Gawd! Wendy's was a freakshow today! As dead as things have been blogwise, It is refreshing to know that I can count on our local fast food establishments to provide me with suitable material. First, after taking forfreaking ever to get waited on, I swung by the condiments counter to procure napkins, ketchup, and straws to enance my dining experience.
I got seated, and heard commotion to the left. Never one to pass up an opportunity to miss a potentially blog-able moment (a PBM), I eavesdropped like the nosy bi+ch that I am. So. There sits a mom, grandma, little sister, and the absolutely most obese 7-8 year old child that I have ever seen outside of a Maury Povich episode. Miss Piggy has already devoured her entire kids meal (except for the obviously nutritious choice of the Frosty) and is reaching over and taking fries from Little Sister. I noticed this because, as I mentioned before, there was a commotion at their table -- namely that when Mom started asking Little Sister some trivia questions from the toy/prize from the kids meal, MissPiggy interrupted LittleSister with a mouthful of LittleSister's own fries.
Mom: What is the last letter of the alphabet?
LittleSister (sweetly starting to sing the alphabet so that she can figure out what comes last): A B C D...
Only to have the fat hand of MissPiggy clamped over her mouth so that the attention whore could blurt out the answer with her mouth full of food - this time it was the rest of Mom's burger.

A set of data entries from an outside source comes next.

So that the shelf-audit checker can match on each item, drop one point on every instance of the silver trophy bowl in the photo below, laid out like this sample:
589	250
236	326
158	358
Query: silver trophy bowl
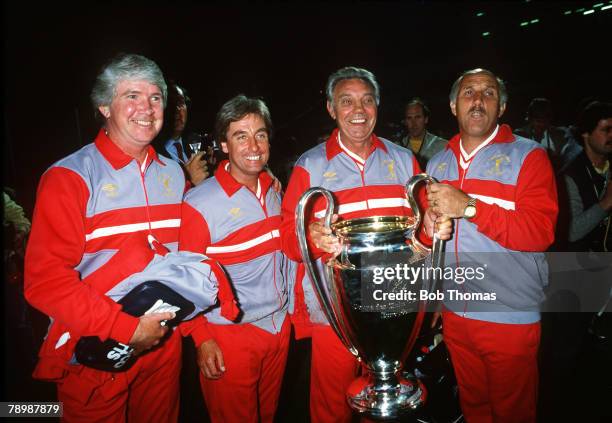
379	333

Now usually when there is an ill-behaved child in public, MyPoolBoy and I will wager a prediction that when the child hits 3rd grade, he/she will be placed in my class - "you'll get that one" is what I get told. This time however, I told MyPoolBoy that HE would probably "get that one" -- in ISS!
When they started packing up to go, I thought that all my inspiration was gone - NOT SO! A big ole' pickup truck drives up with all kinds of NRA stickers on the back bumper. The mudflaps have a Texas flag in the shape of Texas on them. Not the shape of the STATE of Texas - the shape of the REPUBLIC of Texas! Out of the truck slides my jean-and-moccasin-wearing subject/victim. He HAD to be like Davy Crockett Jr. the 6th or something. And he proceeds to take about 20 white 5-gallon buckets from the bed of the truck and put them into the cab of the truck- I am assuming so no dayum Yankee would steal them from him. Not that anyone in their right mind would even try - cuz I am pretty sure there was a gun or eight in that truck.